In Ross v. State, the Supreme Court in Bronx County ruled on a Frye motion by the defense”

“to preclude a ballistics expert from testifying that shell casings found at a crime scene matched a firearm found in a car the defendants occupied. Defendants argued a forensic comparison of the shell casings to test fires from the gun would lack ‘scientific validity and general acceptance in the relevant scientific community.'”

Several experts testified at the Frye hearing in the case.

Defense experts were psychologist Dr. Nicholas Scurich (U.C. Irvine) and Dean David Faigman (Hastings Law). Both emphasized that studies of foundational validity and error rates are key to assessing the reliability of a method like firearms comparison – and they emphasized that the sole such study, conducted by the Ames lab, displayed troublingly high error rates.

The Court explained: “The Ames study adhered to what is commonly referred to as “black box” design, in which the researchers tested and arranged all the ammunition in advance so the correct answers (either a match or no match) were known to them. Volunteer examiners were asked to determine whether a given pair of bullets or cartridges matched, and then to move on to the next set (“pairwise comparison”).

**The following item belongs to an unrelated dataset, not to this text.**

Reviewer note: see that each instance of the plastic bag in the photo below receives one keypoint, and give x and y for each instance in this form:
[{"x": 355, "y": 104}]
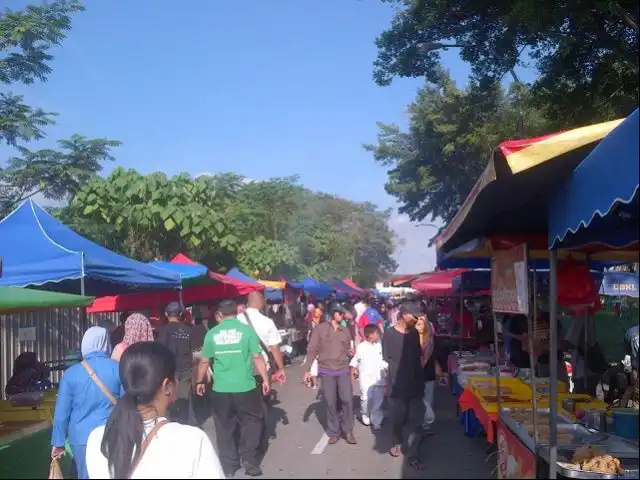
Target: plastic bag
[{"x": 55, "y": 472}]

Both defense experts found this design more likely to generate accurate data than the numerous studies in which examiners were given a number of known cartridges or bullets and asked whether any of them matched a number of unknowns (“set-to-set” design).”

The firearms examiner retained by the prosecution in the case, “countered that the sheer number of studies with similar results verify the success of trained examiners in matching bullets or casings to firearms.” Further, “[h]e pointed out that DNA analysis–the gold standard forensic discipline–was also somewhat subjective and open to interpretation, particularly where there are multiple contributors or low copy DNA.” He also “defended the studies’ treatment of inconclusive answers as correct answers, due to the examiners’ cautious approach and experience operating in real world conditions; he praised examiners for not jumping to conclusions.”

The Court retained an additional expert: a statistician, Dr. Heike Hoffman, from Iowa State University, who “testified that the determination of a true error rate was very tricky to determine from these semi-field studies because of the multiple sources for error.” Further, “Dr. Hofman expressed particular concern over evidence quality and the lack of controls over the examiners taking the tests. These factors were not taken into account in calculating error rates in most studies, even the Ames Laboratory study. Hofmann also agreed with the defense experts that the studies which had a closed set, where a cartridge case must match or not match one other piece of evidence are known to underestimate the error rate. Finally, she testified that by excluding inconclusive results, the error rates were artificially deflated.”

The Court emphasized:

Courts must be wary when scientific evidence is offered to prove a defendant’s guilt. The problem of a microscopist putting expert conclusions before the jury is not solved by the opportunity to cross examine or present a countervailing expert on methodology. Experts enter upon the jury’s province, since the expert–-and not the jury–draws conclusions from the facts.

The  Court concluded (with emphasis added):

The People may call an expert to testify as to whether there is evidence of class characteristics that would include or exclude the firearm at issue. The ballistics examiner may explain the reasons for an opinion that class characteristics are present or not present to the jury. In addition, the examiner may, if s/he believes the class characteristics are the same, indicate that the firearm cannot be ruled out as the source of the shell casings. The examiner may further explain what is done with instruments, e.g. the process of using a comparison microscope, describe verbally and/or show the jurors photos of the relevant evidence, including shell casings and test fires.

The examiner may not, however, offer qualitative opinions on matters not adequately supported by the defined relevant scientific community. Specifically, the examiner may not opine on the significance of any marks other than class characteristics, as the reliability of that practice in the relevant scientific community as a whole has not been established. Moreover, any opinion based in unproven science and expressed in subjective terms such as “sufficient agreement” or “consistent with” may mislead the jury and will not be permitted.